Taken at face value, the term ‘psychosomatic’ simply means the interaction of psyche (mind) and soma (body). As such it is a non-controversial concept that points out the many ways in which psychological factors affect the expression of physical disorder and vice-versa. Few doubt that stress makes many physical illnesses worse, at least as far as symptoms are concerned. There are not many physical illnesses in which the outcome is unaffected by psychological factors: depression after a heart attack, for example, has a worse effect on prognosis than smoking.
However, calling a condition psychosomatic implies something more – the primacy of the psyche over the soma. Going back to the influential theories and practice of PSYCHOANALYSIS, many diseases have been proposed as the result of psychological factors; these have included PEPTIC ULCER, ULCERATIVE COLITIS, ASTHMA, PSORIASIS and others. In this view, much physical disorder is due to repressed or excessive emotions. Likewise it is also argued that whereas some people express psychological distress via psychological symptoms (such as anxiety, depression and so on), others develop physical symptoms instead – and that they are also at greater risk of physical disease.
The trouble with this view is that medical advances repeatedly show that it goes too far. Stress certainly causes physical symptoms – for example, DYSPEPSIA – but the belief that it caused peptic ulcers vanished with the discovery of the true cause: colonisation of the stomach by the bacterium, Helicobacter pylori. Of course, stress and social adversity affect the risk of many diseases. For example, the incidence of heart disease among UK government employees (civil servants) has been shown to be influenced by their social class and their degree of job satisfaction. But we do not know how this works. Some argue that social adversity and stress influence how the heart functions (‘He died of a broken heart’). Stress can also affect tests looking at IMMUNITY, but it cannot cause AIDS/HIV, and we do not know if there is a link running from stress to abnormal immune function to actual illness.

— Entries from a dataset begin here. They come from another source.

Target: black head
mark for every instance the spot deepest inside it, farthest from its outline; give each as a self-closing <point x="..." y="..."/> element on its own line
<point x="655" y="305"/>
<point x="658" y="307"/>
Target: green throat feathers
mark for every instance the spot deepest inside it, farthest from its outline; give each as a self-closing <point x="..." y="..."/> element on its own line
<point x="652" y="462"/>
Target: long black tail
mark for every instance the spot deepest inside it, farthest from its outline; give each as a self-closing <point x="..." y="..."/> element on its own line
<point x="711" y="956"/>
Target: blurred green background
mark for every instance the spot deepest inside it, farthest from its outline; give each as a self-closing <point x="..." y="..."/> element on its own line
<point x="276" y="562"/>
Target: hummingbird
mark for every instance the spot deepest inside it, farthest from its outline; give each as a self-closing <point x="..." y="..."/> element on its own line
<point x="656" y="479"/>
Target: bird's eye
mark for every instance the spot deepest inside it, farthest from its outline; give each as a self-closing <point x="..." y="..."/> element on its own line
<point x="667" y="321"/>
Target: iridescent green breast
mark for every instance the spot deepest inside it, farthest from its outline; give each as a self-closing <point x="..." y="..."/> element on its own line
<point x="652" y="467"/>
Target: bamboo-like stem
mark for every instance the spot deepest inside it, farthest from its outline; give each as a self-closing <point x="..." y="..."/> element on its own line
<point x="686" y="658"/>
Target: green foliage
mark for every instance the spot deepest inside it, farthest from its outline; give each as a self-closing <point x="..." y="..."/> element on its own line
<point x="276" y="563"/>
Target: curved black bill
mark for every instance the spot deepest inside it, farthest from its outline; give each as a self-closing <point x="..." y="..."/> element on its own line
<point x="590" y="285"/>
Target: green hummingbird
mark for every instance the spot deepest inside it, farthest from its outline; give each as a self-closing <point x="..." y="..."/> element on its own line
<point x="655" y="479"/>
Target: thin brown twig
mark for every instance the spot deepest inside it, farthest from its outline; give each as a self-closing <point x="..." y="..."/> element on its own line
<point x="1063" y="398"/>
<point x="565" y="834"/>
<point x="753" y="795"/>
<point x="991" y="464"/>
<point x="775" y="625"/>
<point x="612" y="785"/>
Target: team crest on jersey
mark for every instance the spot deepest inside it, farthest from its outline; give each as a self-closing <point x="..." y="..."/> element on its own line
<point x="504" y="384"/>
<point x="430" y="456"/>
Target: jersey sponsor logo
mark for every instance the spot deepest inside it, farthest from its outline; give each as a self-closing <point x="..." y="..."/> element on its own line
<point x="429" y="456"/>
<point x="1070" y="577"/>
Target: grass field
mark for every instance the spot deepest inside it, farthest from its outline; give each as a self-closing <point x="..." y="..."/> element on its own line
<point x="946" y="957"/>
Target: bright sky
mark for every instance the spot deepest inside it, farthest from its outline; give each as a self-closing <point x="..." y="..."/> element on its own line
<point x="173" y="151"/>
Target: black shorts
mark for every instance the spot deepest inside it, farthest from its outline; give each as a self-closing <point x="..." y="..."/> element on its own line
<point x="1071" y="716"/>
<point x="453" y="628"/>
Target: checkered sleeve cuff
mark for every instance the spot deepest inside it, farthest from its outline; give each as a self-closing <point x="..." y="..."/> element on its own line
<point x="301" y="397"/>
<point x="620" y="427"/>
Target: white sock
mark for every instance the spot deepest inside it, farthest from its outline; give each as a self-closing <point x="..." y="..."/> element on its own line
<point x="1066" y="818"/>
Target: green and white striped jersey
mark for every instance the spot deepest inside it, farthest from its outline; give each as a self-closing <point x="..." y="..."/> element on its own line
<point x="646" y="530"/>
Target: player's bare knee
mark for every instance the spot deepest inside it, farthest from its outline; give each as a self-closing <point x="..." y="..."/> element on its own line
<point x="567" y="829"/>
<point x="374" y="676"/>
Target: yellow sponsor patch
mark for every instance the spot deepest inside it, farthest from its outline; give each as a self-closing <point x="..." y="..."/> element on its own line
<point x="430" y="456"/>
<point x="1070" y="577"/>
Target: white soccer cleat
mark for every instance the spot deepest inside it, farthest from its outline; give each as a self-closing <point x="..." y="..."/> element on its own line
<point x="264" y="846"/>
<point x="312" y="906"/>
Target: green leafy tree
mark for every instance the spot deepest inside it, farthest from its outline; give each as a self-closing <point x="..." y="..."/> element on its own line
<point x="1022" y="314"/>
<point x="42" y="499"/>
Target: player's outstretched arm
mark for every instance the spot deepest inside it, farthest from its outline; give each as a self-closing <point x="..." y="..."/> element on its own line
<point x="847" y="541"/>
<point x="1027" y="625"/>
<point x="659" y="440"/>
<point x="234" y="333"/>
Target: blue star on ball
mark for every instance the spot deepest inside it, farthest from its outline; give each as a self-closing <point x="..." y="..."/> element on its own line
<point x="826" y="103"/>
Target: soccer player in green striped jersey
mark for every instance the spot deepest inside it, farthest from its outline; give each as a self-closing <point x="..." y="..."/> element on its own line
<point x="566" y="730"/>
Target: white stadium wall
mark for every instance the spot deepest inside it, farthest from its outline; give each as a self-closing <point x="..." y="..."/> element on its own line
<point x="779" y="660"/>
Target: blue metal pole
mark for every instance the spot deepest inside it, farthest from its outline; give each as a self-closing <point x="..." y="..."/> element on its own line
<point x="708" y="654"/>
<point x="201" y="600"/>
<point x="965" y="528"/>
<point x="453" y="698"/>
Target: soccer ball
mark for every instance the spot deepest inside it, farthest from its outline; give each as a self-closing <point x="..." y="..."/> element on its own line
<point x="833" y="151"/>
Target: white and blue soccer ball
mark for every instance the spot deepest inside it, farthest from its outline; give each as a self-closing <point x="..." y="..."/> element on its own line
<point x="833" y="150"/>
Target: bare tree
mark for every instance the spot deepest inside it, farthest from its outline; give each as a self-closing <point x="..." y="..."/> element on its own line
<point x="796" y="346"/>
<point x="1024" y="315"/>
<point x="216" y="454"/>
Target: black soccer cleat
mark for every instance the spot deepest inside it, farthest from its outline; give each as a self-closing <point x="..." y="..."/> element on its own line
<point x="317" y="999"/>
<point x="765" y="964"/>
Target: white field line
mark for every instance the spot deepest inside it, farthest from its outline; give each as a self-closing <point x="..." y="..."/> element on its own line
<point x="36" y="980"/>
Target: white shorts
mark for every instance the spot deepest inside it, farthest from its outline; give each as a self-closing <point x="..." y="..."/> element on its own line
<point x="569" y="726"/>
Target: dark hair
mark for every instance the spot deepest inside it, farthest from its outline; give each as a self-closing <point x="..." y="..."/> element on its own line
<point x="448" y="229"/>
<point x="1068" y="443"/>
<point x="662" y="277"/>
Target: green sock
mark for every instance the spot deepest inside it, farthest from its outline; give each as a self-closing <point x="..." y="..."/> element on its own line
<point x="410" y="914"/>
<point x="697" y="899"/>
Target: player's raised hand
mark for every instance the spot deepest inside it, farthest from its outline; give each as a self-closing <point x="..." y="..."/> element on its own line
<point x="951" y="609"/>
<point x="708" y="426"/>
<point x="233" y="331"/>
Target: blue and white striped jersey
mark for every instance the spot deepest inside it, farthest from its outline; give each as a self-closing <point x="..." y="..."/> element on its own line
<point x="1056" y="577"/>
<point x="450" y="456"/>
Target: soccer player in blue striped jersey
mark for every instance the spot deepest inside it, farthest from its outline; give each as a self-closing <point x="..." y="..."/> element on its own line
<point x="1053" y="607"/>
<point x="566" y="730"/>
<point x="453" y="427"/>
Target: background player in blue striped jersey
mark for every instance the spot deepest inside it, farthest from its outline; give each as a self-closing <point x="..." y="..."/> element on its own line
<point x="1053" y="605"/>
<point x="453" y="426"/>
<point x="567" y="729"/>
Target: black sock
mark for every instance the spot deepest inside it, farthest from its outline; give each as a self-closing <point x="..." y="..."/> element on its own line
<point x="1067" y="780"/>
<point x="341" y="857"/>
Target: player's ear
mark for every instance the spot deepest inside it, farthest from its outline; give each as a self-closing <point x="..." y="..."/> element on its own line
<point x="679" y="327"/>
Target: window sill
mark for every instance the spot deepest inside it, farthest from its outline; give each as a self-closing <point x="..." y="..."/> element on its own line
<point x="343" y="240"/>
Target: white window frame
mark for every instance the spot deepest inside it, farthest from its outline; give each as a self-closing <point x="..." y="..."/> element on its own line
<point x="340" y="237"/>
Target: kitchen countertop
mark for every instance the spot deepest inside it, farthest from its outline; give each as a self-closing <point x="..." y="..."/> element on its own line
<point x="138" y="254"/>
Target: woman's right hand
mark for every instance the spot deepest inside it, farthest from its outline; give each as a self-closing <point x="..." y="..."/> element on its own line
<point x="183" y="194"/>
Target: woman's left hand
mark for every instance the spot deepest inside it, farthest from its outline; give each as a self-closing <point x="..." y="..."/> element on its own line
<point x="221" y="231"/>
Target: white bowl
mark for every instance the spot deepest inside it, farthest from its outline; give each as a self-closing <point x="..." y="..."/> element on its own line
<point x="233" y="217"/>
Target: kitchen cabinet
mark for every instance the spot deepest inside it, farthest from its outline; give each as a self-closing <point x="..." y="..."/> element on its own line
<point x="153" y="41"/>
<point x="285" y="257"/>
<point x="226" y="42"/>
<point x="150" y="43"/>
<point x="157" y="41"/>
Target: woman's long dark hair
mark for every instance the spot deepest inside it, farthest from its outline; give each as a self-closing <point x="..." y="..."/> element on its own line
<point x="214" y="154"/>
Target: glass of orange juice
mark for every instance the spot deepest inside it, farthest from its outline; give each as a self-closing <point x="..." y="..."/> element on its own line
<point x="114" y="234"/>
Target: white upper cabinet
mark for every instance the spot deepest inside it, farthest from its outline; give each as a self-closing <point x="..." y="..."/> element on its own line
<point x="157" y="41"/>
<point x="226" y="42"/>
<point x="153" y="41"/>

We can say that psychological factors provoke physical symptoms, and often even explain how this can happen. For example, when you are anxious you produce more epinephrine (adrenaline), which gives rise to chest pain, ‘butterflies in the stomach’ and PALPITATION. These symptoms are not ‘all in the mind’, even if the trigger is a psychological one. People who are depressed are more likely to experience nearly every physical symptom there is, but especially pain and fatigue. Taken as a whole, psychologically induced symptoms are an enormous burden on the NHS and probably responsible for more doctor visits and sickness absence than any other single cause. Also we can be confident that social adversity and stress powerfully influence the outcome of many illnesses; likewise, a vast range of unhealthy activities and behaviours such as smoking, excessive alcohol intake, excessive eating, and so on. But we must be careful not to assume that our emotions directly cause our illnesses.